MIT project using mid-IR lasers could enable remote sensing with high sensitivity.

Applying the right kind of ultrafast laser at the right power levels can ionize the air into filaments of plasma, thanks to a non-linear process that corrals the optical pulses into self-contained volumes of open atmosphere potentially extending for some distance.

The possible appeal of this effect for remote sensing or LIDAR has been recognized for some time, since the broadband supercontiuum light that it generates covers a wide spectral range, and overcomes diffraction over longer distances than conventional processes based on linear beam propagation.

To date, most of the experimental work on filament creation has used visible or near-infrared illumination, where sources in the necessary high-energy short-pulse regime are readily available.
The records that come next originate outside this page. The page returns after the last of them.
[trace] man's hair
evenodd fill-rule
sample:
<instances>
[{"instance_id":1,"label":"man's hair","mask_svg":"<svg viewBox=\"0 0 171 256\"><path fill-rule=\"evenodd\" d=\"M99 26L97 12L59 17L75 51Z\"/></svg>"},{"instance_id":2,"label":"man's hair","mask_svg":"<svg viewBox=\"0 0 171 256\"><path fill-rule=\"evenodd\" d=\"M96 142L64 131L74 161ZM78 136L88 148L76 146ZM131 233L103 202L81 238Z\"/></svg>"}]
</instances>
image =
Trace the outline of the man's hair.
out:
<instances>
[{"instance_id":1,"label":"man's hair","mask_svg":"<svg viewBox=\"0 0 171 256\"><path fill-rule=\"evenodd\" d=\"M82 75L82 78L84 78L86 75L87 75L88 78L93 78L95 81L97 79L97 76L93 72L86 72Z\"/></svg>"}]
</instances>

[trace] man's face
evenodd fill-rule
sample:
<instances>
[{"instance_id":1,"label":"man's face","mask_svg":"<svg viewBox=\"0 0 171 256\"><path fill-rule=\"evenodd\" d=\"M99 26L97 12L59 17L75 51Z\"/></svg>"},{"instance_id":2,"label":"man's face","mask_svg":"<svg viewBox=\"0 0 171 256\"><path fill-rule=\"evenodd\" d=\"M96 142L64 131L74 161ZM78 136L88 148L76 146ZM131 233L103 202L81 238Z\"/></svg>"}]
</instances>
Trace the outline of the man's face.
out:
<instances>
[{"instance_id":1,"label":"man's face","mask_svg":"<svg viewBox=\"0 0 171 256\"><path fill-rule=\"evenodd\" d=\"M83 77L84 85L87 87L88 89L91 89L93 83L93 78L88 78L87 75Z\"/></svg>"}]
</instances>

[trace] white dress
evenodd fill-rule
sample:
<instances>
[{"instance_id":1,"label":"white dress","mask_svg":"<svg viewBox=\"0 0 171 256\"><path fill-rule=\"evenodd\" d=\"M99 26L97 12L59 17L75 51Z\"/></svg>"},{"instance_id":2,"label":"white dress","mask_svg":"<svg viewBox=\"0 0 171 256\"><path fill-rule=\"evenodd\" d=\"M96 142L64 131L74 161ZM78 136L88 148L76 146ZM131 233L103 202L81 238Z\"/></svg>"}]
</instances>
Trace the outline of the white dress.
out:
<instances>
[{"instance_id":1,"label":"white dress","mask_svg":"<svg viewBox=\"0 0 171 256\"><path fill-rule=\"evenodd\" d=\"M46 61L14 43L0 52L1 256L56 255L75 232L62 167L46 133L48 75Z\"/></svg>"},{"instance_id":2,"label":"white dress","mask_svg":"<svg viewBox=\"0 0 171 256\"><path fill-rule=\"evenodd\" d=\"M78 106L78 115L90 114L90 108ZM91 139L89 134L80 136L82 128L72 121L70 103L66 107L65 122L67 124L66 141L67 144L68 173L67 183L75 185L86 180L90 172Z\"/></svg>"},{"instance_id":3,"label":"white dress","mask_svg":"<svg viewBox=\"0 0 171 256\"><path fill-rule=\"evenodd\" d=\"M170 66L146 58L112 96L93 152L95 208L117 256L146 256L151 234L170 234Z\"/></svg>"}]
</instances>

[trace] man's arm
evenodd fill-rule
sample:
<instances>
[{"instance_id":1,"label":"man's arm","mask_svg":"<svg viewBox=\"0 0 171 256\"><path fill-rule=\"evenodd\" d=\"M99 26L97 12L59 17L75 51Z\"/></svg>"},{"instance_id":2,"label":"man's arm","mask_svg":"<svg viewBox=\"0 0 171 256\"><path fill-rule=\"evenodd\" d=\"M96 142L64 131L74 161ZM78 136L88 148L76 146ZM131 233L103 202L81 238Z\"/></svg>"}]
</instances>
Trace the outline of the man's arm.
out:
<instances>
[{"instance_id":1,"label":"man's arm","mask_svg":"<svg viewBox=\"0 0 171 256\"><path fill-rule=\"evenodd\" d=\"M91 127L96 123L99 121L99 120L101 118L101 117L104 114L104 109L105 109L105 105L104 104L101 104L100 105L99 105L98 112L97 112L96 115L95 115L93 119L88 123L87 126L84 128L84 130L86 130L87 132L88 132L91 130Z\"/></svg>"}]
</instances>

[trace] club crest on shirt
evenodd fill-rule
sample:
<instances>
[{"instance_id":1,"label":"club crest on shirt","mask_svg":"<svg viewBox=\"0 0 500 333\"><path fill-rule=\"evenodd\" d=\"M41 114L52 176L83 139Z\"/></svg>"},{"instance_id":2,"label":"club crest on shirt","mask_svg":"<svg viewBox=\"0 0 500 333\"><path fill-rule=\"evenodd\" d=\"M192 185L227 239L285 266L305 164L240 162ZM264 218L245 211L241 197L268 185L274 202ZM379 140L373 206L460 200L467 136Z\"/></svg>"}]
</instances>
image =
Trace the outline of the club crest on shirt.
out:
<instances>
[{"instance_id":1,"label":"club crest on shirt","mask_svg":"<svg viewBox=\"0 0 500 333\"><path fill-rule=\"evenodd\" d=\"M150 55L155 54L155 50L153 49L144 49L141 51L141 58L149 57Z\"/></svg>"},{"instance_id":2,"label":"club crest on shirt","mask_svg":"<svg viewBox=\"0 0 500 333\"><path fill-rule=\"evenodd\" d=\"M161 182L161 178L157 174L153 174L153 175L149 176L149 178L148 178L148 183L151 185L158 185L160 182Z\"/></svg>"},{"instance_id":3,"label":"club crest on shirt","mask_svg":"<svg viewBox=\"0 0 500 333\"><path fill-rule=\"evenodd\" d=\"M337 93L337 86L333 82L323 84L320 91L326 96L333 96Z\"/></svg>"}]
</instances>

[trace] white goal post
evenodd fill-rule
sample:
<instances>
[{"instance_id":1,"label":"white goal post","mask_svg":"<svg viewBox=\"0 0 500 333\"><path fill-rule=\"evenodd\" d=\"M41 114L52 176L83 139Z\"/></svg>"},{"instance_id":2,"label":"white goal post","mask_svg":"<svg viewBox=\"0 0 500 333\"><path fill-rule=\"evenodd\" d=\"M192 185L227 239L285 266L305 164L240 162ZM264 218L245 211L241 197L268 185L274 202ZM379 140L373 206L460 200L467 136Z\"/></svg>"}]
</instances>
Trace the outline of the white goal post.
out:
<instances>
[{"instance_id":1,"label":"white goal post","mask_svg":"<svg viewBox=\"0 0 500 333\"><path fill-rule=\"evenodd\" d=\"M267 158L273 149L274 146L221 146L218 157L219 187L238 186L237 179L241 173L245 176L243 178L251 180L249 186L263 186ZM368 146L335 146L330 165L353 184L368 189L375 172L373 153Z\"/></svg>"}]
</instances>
But producing the same effect with mid-IR sources instead could allow it to detect the presence of airborne chemicals and pollutants such as carbon dioxide and ammonium, by revealing their spectral fingerprints.

A project lead by researchers at MIT has now demonstrated mid-IR filamentation in air for the first time at kilohertz repetition rates, according to results published in Optica.
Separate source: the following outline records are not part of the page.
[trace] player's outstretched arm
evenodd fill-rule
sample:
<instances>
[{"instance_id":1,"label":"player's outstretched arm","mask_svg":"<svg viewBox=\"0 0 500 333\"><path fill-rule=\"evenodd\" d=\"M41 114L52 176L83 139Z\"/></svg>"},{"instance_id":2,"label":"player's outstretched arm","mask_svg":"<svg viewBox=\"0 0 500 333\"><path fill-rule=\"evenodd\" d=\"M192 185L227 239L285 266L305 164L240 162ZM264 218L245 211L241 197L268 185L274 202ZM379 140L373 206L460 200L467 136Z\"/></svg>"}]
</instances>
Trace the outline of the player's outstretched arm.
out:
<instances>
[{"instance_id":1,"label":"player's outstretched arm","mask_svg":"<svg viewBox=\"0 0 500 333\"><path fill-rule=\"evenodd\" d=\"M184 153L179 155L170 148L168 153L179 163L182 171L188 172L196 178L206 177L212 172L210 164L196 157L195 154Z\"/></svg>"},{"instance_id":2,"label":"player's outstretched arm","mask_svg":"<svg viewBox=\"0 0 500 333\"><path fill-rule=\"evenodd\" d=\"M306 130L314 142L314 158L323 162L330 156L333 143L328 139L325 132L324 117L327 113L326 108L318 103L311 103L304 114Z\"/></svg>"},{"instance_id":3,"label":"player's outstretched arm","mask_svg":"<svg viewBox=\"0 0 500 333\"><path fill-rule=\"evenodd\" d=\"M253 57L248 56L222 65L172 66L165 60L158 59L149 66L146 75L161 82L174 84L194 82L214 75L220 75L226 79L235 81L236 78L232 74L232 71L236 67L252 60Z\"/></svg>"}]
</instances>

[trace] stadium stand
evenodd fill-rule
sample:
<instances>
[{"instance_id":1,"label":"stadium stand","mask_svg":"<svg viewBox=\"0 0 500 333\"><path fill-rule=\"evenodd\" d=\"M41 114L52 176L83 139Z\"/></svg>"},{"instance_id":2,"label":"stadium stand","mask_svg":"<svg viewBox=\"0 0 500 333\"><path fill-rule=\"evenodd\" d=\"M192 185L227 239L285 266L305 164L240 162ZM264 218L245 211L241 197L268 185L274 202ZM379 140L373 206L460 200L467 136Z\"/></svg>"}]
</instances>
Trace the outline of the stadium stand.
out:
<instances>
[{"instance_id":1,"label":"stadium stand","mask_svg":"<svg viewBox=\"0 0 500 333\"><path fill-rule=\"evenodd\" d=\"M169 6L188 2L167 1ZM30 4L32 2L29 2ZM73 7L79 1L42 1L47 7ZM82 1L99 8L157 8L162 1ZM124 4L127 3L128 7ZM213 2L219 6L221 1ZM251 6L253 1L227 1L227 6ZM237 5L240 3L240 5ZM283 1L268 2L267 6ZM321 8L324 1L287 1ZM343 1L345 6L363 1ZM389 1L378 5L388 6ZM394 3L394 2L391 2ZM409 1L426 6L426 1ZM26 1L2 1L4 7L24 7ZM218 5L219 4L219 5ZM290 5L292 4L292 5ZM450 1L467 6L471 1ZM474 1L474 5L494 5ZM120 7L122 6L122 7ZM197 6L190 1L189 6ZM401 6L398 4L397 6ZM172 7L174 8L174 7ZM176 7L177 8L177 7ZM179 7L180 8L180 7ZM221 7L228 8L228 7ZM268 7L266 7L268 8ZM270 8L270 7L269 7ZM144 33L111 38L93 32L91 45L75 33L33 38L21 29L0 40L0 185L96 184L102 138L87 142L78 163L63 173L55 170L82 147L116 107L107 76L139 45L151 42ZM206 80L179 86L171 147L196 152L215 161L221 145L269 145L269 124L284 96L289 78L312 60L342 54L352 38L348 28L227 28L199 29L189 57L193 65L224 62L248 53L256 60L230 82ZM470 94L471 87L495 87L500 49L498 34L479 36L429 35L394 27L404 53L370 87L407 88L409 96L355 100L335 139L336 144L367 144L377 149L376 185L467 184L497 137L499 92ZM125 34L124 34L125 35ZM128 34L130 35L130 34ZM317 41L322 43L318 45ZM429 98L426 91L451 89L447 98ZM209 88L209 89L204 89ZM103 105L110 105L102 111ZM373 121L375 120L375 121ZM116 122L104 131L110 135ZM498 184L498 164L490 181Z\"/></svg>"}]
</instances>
The team believes that only one previous research effort has ever succeeded in generating the same effects - and then only at much slower repetition rates of around 20 pulses per second, making the new study one of the first investigations of self-channeling ultra-intense mid-IR laser pulses in the air.

"People want to use this kind of technology to detect chemicals in the far distance, several kilometers away," said Kyung-Han Hong of MIT's Research Laboratory of Electronics, pointing out that one key to this team's success was the use of a high-power 30-femtosecond source coupled with a parametric amplifier.

New frontier
This new system architecture yields "one of the highest peak-power levels in the world" at these mid-IR wavelengths, according to Hong, and is theoretically capable of producing 100 gigawatts of peak power.

The power threshold for generating the plasma filaments in air at mid-IR wavelengths is about 45 GW, and according to the Optica paper the team's experiments produced a peak power level of 52 GW - more than sufficient to provide the critical self-focusing behavior at the 2.1-micron wavelength employed.

With the principle now proven, the intention is to investigate how spectrally broadened mid-IR laser filaments can reveal the presence of specific molecules in the air, including various biohazards and pollutants, by identifying the exact color of the filament. In the Optica study the team detected atmospheric carbon dioxide over relatively short distances, but there should be no reason why the same approach cannot now be applied at larger scales and to different chemical species.

Commenting on the results, Pavel Polynkin of the University of Arizona said that exploration of the mid-IR spectral domain is likely to be a new frontier in ultrafast laser science.

"The extension of intense atmospheric propagation regimes into the mid-IR spectral range certainly holds a lot of promise to overcome the limitations associated with the very well-explored near-IR spectral range, namely the very unstable propagation dynamics," he noted. "The authors tapped into a new domain of intense non-linear optics. Without a doubt there will be follow-up work."